A hipertensão sistêmica não controlada é um preditor de risco cardíaco pré-operatório, mas geralmente é classificada como um preditor de risco moderado ou menor, e não um dos principais (maiores) preditores, que incluem síndromes coronarianas instáveis, arritmias significativas e doença valvular grave.
A avaliação do risco cardíaco pré-operatório é uma etapa crucial no planejamento cirúrgico, visando identificar pacientes com maior probabilidade de eventos cardiovasculares adversos. Essa avaliação permite a implementação de estratégias para otimizar a condição do paciente e minimizar complicações, sendo fundamental para a segurança do paciente e para a prática médica. Os preditores clínicos de risco cardíaco são categorizados em maiores, intermediários e menores. Preditores maiores incluem síndromes coronarianas instáveis (infarto agudo do miocárdio recente, angina instável), arritmias significativas (bloqueio atrioventricular de alto grau, arritmias ventriculares sintomáticas) e doença valvular grave (estenose aórtica grave, estenose mitral sintomática). A hipertensão sistêmica não controlada é geralmente classificada como um preditor intermediário ou menor. A conduta para pacientes com preditores de risco varia. Preditores maiores frequentemente exigem avaliação cardiológica aprofundada e, em alguns casos, adiamento da cirurgia para otimização. Preditores intermediários e menores, como a hipertensão, devem ser controlados, mas raramente contraindicam a cirurgia.

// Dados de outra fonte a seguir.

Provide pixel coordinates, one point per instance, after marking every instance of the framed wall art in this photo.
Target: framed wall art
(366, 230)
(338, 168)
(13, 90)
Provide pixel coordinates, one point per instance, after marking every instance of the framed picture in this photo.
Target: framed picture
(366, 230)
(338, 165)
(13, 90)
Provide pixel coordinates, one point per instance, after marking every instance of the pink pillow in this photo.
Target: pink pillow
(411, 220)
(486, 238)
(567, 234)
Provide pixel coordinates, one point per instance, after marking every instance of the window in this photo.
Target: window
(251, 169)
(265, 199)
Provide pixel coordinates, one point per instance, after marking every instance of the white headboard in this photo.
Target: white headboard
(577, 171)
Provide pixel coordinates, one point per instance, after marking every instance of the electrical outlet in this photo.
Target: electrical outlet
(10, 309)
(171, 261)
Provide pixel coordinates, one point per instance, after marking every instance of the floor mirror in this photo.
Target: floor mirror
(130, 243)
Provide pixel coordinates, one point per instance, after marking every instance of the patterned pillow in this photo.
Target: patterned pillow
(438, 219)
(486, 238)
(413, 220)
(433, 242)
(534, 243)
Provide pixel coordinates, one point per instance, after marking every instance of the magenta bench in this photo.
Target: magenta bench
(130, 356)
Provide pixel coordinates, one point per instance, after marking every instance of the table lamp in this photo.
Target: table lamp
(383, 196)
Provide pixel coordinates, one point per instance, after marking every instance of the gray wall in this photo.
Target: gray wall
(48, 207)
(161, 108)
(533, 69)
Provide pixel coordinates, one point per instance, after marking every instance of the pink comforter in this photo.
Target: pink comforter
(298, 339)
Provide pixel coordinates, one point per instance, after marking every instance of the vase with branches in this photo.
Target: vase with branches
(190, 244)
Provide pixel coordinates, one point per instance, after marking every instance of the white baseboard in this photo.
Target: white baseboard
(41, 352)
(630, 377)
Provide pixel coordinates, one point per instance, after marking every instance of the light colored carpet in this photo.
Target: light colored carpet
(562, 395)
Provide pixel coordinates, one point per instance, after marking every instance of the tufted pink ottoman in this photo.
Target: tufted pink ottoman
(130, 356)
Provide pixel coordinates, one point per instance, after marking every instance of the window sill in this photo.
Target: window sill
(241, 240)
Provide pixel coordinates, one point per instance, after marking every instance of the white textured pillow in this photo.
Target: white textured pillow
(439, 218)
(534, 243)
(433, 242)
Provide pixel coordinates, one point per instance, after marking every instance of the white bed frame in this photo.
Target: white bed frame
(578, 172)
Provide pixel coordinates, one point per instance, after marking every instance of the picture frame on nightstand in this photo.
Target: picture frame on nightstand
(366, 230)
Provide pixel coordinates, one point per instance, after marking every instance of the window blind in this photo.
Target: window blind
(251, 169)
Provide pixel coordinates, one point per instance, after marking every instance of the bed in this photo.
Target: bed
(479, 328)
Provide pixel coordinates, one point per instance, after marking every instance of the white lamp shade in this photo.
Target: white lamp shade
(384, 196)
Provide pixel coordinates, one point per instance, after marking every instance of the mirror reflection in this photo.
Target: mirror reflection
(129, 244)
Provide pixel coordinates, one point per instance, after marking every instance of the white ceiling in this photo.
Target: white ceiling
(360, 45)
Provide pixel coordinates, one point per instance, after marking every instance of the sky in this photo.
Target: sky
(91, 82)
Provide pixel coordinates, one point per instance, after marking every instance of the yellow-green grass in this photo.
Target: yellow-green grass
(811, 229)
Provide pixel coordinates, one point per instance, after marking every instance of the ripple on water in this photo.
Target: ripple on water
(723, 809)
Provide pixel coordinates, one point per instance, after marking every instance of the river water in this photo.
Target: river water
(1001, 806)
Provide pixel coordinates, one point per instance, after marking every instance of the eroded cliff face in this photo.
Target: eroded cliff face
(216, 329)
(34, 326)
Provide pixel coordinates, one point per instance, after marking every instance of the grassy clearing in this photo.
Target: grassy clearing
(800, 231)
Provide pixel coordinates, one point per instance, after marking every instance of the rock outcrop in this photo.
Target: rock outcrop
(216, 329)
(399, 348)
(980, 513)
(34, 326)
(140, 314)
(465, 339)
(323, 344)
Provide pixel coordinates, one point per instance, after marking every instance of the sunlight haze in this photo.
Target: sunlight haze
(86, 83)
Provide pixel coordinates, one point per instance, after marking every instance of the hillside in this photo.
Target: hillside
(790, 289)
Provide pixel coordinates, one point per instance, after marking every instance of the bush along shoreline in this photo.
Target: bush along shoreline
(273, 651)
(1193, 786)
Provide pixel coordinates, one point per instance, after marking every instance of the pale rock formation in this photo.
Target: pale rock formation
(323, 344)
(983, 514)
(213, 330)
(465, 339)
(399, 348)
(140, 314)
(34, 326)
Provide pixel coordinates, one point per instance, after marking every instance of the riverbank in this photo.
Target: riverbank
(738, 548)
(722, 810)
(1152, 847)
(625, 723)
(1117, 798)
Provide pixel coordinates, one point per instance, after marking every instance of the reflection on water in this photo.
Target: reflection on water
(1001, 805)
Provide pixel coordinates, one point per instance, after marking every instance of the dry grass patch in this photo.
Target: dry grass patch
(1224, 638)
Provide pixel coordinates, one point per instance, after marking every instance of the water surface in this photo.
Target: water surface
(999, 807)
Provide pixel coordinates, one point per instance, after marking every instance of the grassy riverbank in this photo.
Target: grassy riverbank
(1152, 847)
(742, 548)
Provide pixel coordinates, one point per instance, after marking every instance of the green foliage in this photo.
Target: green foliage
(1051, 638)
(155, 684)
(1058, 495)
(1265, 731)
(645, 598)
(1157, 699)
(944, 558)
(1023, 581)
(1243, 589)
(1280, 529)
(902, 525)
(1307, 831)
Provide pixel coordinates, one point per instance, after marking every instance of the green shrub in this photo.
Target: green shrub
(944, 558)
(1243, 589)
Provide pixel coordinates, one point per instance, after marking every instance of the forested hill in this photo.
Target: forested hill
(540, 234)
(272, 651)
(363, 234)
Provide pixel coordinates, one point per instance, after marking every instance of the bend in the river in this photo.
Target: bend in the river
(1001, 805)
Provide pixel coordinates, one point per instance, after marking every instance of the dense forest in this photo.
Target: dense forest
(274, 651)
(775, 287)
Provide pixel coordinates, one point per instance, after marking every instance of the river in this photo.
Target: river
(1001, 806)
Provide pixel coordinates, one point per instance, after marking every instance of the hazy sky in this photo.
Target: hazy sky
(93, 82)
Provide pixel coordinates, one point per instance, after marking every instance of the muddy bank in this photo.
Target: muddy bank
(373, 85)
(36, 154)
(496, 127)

O uso de escalas de risco, como o Índice de Risco Cardíaco Revisado de Lee, auxilia na estratificação e tomada de decisão.
Os principais preditores incluem síndromes coronarianas instáveis (infarto recente, angina instável), arritmias significativas (bloqueio AV de alto grau, arritmias ventriculares sintomáticas) e doença valvular grave (estenose aórtica grave, estenose mitral sintomática).
A hipertensão sistêmica não controlada é um preditor de risco moderado ou menor. Embora deva ser otimizada antes da cirurgia, raramente é uma contraindicação absoluta, mas aumenta o risco de eventos cardiovasculares perioperatórios.
Ferramentas como o Índice de Risco Cardíaco Revisado de Lee (RCRI) são amplamente utilizadas para estratificar o risco de eventos cardíacos maiores em pacientes submetidos a cirurgias não cardíacas.